The UPAA of Seattle, Washington hosted the Samahan Performing Arts during the Pacific Northwest Folklife Festival in 1996 which drew over 100,000 visitors from across the globe. With much pride, our performance at the Seattle Opera House was the only one given a standing ovation. Other musical ensembles I take part in are the “Kulintang” (gongs) and “Anklung” (bamboo percussion).
Since voice is my second passion, I have joined the Pacificaires Choral Group in North Pacific Beach, which hosted the L’Esterelenco Choir from Saint Raphael, France in July 2007. A reciprocal tour to Nice, France is scheduled for joint performances with the French choir in April 2008.
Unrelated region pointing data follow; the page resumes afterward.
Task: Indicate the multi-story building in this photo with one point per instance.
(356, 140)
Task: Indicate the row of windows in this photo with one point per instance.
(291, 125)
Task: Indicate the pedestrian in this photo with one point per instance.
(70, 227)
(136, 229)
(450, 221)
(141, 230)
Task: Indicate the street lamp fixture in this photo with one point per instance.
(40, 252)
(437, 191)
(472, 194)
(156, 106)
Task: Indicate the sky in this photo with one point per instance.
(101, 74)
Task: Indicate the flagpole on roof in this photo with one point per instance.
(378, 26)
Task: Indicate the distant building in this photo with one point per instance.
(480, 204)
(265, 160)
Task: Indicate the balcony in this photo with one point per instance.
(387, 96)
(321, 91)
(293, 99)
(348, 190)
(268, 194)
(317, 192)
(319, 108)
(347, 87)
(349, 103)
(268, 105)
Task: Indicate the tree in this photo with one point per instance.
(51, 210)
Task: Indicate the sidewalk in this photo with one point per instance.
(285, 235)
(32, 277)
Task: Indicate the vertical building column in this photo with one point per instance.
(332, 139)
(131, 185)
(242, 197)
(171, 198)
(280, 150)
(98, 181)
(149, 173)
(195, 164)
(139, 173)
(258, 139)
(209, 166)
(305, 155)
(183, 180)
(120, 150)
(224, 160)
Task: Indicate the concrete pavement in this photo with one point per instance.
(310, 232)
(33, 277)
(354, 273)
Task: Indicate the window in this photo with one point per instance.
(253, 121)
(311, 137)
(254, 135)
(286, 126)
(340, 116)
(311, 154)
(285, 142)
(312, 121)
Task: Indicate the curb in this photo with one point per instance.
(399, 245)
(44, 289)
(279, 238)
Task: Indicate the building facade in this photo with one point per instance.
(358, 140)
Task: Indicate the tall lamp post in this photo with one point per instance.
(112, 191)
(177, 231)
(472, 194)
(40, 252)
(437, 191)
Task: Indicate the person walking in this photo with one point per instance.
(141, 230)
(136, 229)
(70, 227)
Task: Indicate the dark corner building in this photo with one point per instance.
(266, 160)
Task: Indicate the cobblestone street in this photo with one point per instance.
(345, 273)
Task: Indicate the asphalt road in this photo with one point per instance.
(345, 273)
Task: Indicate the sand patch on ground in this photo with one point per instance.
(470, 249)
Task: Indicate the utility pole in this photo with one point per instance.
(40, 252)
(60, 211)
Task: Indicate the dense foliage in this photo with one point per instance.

In my spare time during my retirement now, I help in the family-owned travel business. My travels have taken me to several countries, including a skiing trip to Mt. Arosa, Switzerland. Another memorable trip took me to Grenoble, France, where my daughter spent a semester at the University of Grenoble, a study-abroad program of Swarthmore College.
My family includes my husband, Romeo (Ronn) Alcantara Caccam from Baguio City. Being both true-blooded Filipinos, it is interesting to note here that when I first met Ronn I mistook him for a Malaysian “mestizo” and he mistook me for a Chinese!
We have two children Stephen (married to Ann Bainbridge Clarke of New Jersey, a direct descendant of John Alden who came on the Mayflower in 1621 at Plymouth Rock) and their three children: Emily Michele, Blair Thomas and Paige Caroline (born in London); Melissa (married to Craig Robin, Esq., of Manhattan, New York) and their two sons, Shawn Michael and Nathaniel Francisco.